这是白色的自由思考标志

Forest dieback is one of the biggest threats facing our native bush, and human activity is responsible for its spread. Tools developed to contain and control dieback in Western Australia (WA) are now being used to combat it worldwide.

Phytophthora dieback is caused by the introduced plant pathogen Phytophthora cinnamomi (‘plant killer’ in Greek). It is a major threat to Australia’s native vegetation and dependent wildlife, as well as to many agricultural crops and 花园的植物. It has been recognised by the Commonwealth as a ‘key threatening process’ to Australia’s biodiversity.

It spreads through the movement of infected water and soil, especially by human activity.

More than 40 per cent of Western Australian native plants are susceptible to the disease (approximately 2,300独特的物种), and over one million hectares is already infected in WA, 尤其是在西南部, 世界上有35个生物多样性 热点. Phytophthora dieback is also having a serious impact in other parts of Australia, and is of increasing concern in every continent except Antarctica.

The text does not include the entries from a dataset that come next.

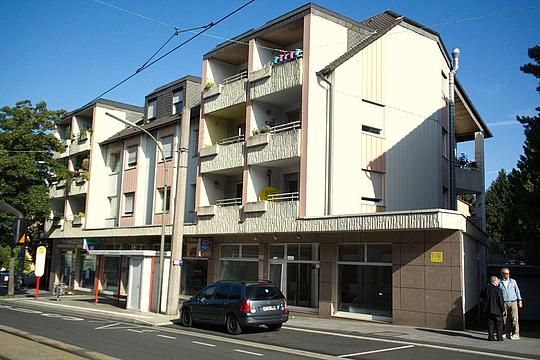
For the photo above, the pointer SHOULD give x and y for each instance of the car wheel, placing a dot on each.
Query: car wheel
(233, 326)
(274, 327)
(187, 319)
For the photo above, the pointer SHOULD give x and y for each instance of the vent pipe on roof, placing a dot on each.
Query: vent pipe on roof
(452, 130)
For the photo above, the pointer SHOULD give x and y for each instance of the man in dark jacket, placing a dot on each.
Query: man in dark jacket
(493, 308)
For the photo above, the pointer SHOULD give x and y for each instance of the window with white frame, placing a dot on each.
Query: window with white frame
(239, 262)
(132, 156)
(167, 146)
(178, 101)
(114, 162)
(129, 202)
(113, 206)
(151, 109)
(159, 200)
(372, 187)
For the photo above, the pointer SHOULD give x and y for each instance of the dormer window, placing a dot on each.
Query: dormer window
(151, 109)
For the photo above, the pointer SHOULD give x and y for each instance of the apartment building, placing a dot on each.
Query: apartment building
(124, 201)
(320, 158)
(325, 167)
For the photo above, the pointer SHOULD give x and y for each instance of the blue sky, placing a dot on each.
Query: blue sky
(68, 52)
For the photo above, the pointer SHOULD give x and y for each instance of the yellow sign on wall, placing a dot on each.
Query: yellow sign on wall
(437, 256)
(263, 195)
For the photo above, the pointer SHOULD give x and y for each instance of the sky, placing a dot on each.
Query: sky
(67, 52)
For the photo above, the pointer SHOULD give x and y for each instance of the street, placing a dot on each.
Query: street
(129, 341)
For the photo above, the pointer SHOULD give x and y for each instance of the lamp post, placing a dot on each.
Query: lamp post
(162, 242)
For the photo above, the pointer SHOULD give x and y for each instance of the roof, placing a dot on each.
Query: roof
(284, 19)
(129, 131)
(115, 104)
(174, 83)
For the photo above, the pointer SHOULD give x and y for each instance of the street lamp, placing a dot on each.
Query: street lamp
(162, 242)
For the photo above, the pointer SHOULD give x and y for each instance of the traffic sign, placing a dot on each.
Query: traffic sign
(40, 261)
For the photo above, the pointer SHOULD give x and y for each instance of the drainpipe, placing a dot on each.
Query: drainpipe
(328, 144)
(452, 129)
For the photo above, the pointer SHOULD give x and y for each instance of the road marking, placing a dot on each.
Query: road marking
(205, 344)
(377, 351)
(419, 344)
(248, 352)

Phytophthora dieback affects more than plants; is also a direct threat to native wildlife. Changing vegetation structure irrevocably alters the habitats that provide food and shelter for marsupials, 鸟, 爬行动物和昆虫.

贾尔斯哈迪教授
Phytophthora really is a ‘biological bulldozer’. You can be in Banksia woodland thick enough that you get scratched up pushing your way through. But once Phytophthora has been through, you can play a game of golf.
贾尔斯哈迪教授

默多克 Centre for Phytophthora 科学 and Management (CPSM) have developed strategies to limit the spread of Phytophthora since the early 1990s, with a particular focus on minimising its transmission by human activities. 他们推荐的检疫, hygiene and work practices are now preventing the transport of infected soil and water across south-west Western Australia, 越来越多的世界各地.

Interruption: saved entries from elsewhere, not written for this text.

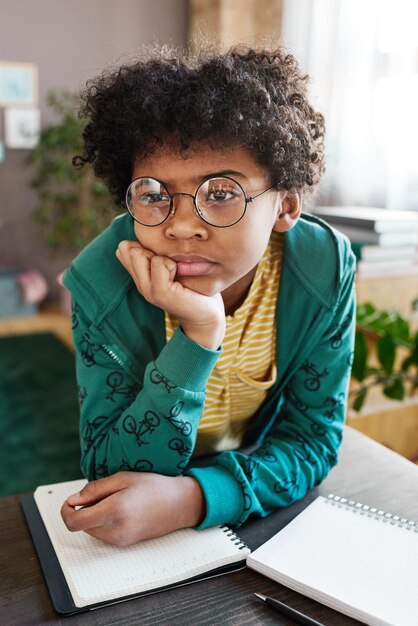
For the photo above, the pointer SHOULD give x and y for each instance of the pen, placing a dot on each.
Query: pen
(278, 606)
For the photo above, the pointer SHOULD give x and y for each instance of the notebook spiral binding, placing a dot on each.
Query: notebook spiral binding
(233, 537)
(378, 514)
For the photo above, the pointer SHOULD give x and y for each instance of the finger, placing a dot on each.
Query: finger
(141, 272)
(97, 490)
(85, 518)
(162, 272)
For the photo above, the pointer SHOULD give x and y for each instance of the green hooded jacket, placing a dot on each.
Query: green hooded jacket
(141, 398)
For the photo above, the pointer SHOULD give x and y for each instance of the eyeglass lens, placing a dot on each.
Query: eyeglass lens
(219, 201)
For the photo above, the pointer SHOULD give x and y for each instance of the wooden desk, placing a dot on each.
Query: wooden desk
(367, 472)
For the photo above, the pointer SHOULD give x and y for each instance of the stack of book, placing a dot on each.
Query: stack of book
(384, 241)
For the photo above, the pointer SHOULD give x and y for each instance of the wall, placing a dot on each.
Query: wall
(70, 41)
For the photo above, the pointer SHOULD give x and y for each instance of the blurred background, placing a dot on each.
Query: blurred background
(362, 58)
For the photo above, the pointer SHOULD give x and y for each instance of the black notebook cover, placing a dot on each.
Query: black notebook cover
(61, 598)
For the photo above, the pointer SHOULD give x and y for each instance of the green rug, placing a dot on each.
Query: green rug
(38, 413)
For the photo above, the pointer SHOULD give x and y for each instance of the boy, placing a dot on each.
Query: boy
(206, 318)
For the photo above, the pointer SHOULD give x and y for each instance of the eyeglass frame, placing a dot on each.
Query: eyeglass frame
(172, 210)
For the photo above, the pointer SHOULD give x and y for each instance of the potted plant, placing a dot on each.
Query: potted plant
(74, 206)
(385, 355)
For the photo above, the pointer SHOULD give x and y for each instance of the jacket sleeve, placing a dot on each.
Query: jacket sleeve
(302, 445)
(147, 425)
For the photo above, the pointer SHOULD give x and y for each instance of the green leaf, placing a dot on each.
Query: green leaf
(360, 357)
(395, 389)
(386, 350)
(360, 398)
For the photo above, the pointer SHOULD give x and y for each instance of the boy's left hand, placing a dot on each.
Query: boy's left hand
(130, 506)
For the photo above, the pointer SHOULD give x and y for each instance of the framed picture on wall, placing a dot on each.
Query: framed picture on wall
(22, 127)
(18, 84)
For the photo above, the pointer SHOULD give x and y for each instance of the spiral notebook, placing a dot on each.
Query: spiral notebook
(84, 573)
(350, 556)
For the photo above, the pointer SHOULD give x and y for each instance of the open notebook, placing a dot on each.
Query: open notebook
(354, 558)
(83, 572)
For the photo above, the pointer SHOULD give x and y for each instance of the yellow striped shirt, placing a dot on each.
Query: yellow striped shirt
(246, 368)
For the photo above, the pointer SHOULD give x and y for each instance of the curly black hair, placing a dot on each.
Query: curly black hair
(245, 97)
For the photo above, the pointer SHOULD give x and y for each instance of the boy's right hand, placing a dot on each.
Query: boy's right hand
(201, 317)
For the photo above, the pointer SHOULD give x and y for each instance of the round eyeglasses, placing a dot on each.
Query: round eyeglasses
(219, 201)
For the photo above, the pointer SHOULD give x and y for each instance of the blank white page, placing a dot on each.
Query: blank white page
(96, 572)
(347, 559)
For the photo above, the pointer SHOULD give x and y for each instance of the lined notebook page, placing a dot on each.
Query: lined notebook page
(96, 572)
(364, 567)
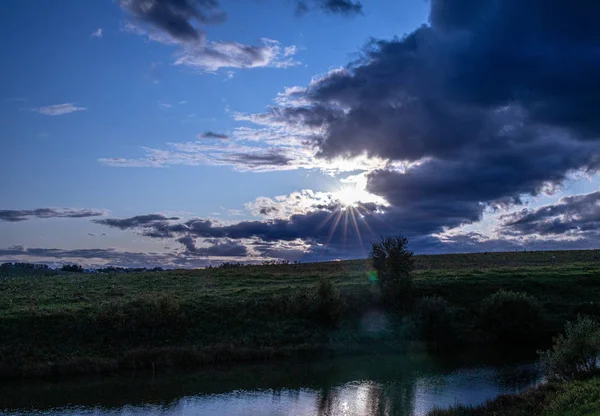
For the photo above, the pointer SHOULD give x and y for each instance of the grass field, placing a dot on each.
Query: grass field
(575, 398)
(54, 323)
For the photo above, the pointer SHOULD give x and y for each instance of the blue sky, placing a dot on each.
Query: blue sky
(104, 108)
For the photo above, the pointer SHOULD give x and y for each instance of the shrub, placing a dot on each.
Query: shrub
(328, 304)
(394, 264)
(436, 320)
(574, 353)
(512, 316)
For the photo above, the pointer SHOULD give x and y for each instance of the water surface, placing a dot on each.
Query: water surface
(404, 384)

与主要矿业公司合作(e.g. 美国铝业的澳大利亚, Worsley Alumina, Iluka Resources and Tronox Ltd), CPSM's dieback management practices have changed mine planning and operating practice, giving companies access to areas they may not have otherwise 能够开采, 改善他们的康复记录, and helping maintain their social license to operate.

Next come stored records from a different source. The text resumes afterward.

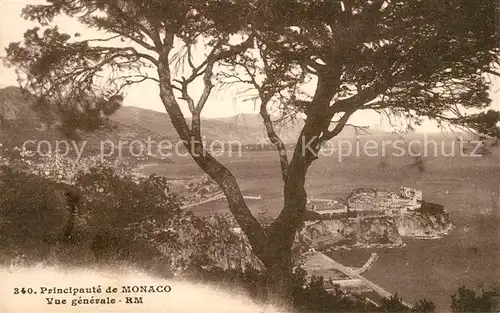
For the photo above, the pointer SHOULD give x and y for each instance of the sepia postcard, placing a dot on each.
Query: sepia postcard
(249, 156)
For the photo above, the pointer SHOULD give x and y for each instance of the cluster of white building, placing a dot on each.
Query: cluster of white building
(371, 202)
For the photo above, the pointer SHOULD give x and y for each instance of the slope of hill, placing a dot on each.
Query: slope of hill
(245, 128)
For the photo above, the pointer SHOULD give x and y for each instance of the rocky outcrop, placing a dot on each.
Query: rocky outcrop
(431, 221)
(189, 241)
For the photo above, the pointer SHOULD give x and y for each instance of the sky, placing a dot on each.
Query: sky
(145, 95)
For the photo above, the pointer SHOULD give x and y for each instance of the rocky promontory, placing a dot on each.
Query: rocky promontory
(370, 217)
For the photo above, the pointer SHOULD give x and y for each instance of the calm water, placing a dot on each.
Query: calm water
(469, 188)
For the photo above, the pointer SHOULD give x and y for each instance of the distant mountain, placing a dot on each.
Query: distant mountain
(245, 127)
(20, 121)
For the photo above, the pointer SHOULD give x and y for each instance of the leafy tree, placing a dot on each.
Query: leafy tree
(406, 59)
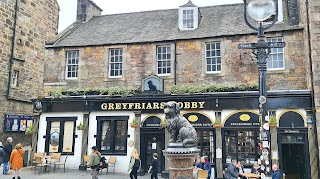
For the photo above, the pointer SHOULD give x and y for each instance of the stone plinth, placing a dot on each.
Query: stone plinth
(181, 160)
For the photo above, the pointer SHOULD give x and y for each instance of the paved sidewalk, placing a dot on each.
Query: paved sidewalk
(70, 174)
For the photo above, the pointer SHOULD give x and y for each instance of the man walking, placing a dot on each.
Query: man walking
(7, 152)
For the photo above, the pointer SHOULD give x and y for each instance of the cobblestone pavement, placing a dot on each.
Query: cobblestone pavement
(70, 174)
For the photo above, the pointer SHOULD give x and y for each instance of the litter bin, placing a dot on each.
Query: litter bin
(25, 158)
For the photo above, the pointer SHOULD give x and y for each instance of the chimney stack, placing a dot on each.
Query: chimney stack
(86, 9)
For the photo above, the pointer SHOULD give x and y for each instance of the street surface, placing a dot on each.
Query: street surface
(70, 174)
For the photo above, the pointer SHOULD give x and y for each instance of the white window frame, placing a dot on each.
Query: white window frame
(168, 52)
(195, 17)
(276, 53)
(75, 63)
(120, 57)
(213, 57)
(14, 78)
(187, 16)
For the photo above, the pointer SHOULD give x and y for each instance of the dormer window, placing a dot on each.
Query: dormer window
(188, 16)
(188, 19)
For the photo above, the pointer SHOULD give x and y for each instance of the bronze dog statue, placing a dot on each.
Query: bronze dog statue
(180, 129)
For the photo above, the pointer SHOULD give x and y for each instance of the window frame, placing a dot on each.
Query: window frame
(283, 51)
(162, 60)
(75, 64)
(186, 20)
(211, 57)
(109, 62)
(62, 121)
(15, 78)
(100, 120)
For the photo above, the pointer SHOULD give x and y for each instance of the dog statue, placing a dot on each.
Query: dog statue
(180, 129)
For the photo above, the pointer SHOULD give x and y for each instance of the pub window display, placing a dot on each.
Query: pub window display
(241, 145)
(112, 135)
(60, 135)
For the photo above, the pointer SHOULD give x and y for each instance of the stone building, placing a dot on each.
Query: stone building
(105, 74)
(25, 28)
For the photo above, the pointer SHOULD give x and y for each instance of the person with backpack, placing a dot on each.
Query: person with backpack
(154, 167)
(94, 162)
(134, 164)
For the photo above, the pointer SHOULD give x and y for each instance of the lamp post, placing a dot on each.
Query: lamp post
(261, 10)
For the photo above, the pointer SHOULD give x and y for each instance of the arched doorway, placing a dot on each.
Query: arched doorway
(293, 145)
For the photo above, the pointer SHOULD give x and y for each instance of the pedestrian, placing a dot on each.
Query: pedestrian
(232, 170)
(1, 153)
(204, 164)
(134, 164)
(7, 147)
(276, 173)
(154, 167)
(16, 160)
(94, 162)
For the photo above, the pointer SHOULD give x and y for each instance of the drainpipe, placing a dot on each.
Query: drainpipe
(312, 84)
(12, 49)
(175, 62)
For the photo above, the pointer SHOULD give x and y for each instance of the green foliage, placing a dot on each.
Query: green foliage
(192, 89)
(112, 91)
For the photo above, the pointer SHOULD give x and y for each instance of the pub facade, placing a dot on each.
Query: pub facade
(236, 136)
(106, 82)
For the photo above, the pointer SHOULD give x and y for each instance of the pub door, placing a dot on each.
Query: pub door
(152, 142)
(293, 154)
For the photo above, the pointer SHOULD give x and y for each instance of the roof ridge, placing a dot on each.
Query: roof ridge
(200, 7)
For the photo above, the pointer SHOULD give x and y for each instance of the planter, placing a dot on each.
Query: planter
(134, 125)
(272, 125)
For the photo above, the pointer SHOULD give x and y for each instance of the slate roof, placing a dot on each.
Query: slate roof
(157, 26)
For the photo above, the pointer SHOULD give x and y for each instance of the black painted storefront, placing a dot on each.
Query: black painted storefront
(149, 104)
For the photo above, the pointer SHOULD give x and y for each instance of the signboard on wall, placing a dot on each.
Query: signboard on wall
(16, 123)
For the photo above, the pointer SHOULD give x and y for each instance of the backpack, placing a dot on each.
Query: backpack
(137, 164)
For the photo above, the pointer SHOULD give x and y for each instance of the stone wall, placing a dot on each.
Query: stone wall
(140, 61)
(37, 22)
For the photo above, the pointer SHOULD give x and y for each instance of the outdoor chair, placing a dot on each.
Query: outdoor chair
(59, 164)
(112, 163)
(33, 162)
(203, 174)
(39, 164)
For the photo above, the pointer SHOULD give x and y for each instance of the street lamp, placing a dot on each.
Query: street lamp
(261, 10)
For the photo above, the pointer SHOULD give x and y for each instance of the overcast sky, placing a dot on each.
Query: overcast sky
(68, 8)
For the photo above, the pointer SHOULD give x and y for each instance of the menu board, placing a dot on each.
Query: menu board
(16, 123)
(68, 136)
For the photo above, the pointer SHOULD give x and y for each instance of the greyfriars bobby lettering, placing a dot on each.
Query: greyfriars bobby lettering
(180, 129)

更一般的, the CPSM has addressed many aspects of Phytophthora control and eradication, including reviewing the National Threat Abatement Plan for Dieback, and creating the ‘Review of best practice management for Phytophthora cinnamomi’, now cited internationally as a guideline to Phytophthora management.

贾尔斯哈迪教授, 领导CPSM, says 'the savings to industries across Australia runs into hundreds of millions of dollars, and preserving healthy ecosystems is priceless'.